In a way, "Scream 4" feels like more of a reboot than a sequel. This is mainly due to the introduction of new and young cast members. Even the chief protagonist, Ghostface, is playing by some new rules. This time, he is filming his antics and uploading them online for the entire world to see. A couple of Woodsboro high school video bloggers who constantly upload their movies online also demonstrate just how tech savvy the film is. There is also a decent twist toward the end of the film that is refreshing in a horror movie.

It seems that "Scream 4" has garnered more mixed reviews than other films in the series. While many people blasted the movie for including references to many horror films without being horrific enough, others have praised it for its use of irony and bloody scenes. In fact, many people are saying that it has come closest to recapturing the glory once held by "Scream" movies. The film has also been praised for its humor and twisty plot.

Over the years, different horror movies have had sequels that promised to be better than their predecessors, but few lived up to the promise. Nevertheless, it is not entirely correct to say that "Scream 4" is without its horrors. There are scenes of rooms flooded with blood, knives stabbed into foreheads, and intestines ripped out and spilled onto beds; this is definitely a horror movie. On the night when the annual Stab-A-Thon party is held, Ghostface goes on a rampage around town, but it is still not clear exactly who is behind the murders.

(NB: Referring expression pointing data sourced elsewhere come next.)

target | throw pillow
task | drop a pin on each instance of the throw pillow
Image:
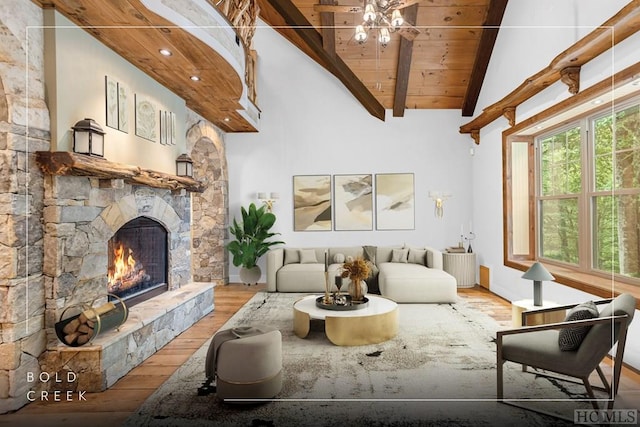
(399, 255)
(308, 256)
(417, 256)
(570, 339)
(291, 256)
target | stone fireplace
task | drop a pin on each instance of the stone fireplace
(90, 222)
(137, 264)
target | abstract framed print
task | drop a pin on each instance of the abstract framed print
(395, 201)
(353, 202)
(312, 203)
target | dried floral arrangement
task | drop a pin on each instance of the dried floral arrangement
(356, 270)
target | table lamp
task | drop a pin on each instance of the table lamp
(537, 273)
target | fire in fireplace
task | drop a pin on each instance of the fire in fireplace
(137, 268)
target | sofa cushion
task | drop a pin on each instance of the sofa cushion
(291, 256)
(308, 256)
(417, 256)
(306, 278)
(383, 253)
(569, 339)
(352, 251)
(399, 255)
(416, 283)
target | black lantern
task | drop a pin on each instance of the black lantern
(184, 165)
(88, 138)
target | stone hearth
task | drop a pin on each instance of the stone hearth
(81, 214)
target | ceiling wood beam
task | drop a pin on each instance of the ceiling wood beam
(488, 38)
(336, 66)
(327, 20)
(622, 25)
(404, 65)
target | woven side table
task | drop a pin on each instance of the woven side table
(462, 267)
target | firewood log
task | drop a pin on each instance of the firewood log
(71, 327)
(70, 338)
(83, 339)
(92, 313)
(85, 329)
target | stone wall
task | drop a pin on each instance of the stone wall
(24, 128)
(210, 208)
(80, 216)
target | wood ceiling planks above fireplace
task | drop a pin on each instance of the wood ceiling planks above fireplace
(138, 34)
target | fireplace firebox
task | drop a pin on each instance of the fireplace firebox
(138, 255)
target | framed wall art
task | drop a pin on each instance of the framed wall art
(353, 202)
(312, 203)
(395, 201)
(146, 118)
(123, 110)
(111, 101)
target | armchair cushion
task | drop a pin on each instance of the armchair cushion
(569, 339)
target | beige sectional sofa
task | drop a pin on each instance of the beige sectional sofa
(404, 274)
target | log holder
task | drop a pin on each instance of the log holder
(107, 316)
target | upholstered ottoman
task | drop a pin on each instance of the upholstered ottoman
(415, 283)
(246, 363)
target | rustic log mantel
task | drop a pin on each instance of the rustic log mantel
(68, 163)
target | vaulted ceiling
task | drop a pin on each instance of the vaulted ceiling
(440, 66)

Ultimately, however, it is evident that "Scream 4" was not primarily made to scare its fans. Furthermore, while some people might be interested in identifying the real killer, the killer's identity is not the main point of the movie. Those who have watched the movie will agree that the franchise set out to show its fans how a "Scream" movie is supposed to look in a postmodern world. The movie clearly shows how technology is changing how the contemporary world communicates and is entertained. This was an interesting angle for the filmmakers to take, but it is a bit disappointing that it was not fully developed.

Campbell certainly did not disappoint with her performance, which is to be expected given her long experience in acting. She has appeared in a number of films such as "Wild Things," "Panic," and "The Company," but most fans of horror movies know her from "Scream" as well as its sequels. Craven, an American, is also a veteran in the film industry, having worked in a number of productions as a writer, director, actor, and producer. He is best known for directing horror films, and examples of his works in this genre include "A Nightmare on Elm Street," "The Hills Have Eyes," and "Vampire in Brooklyn."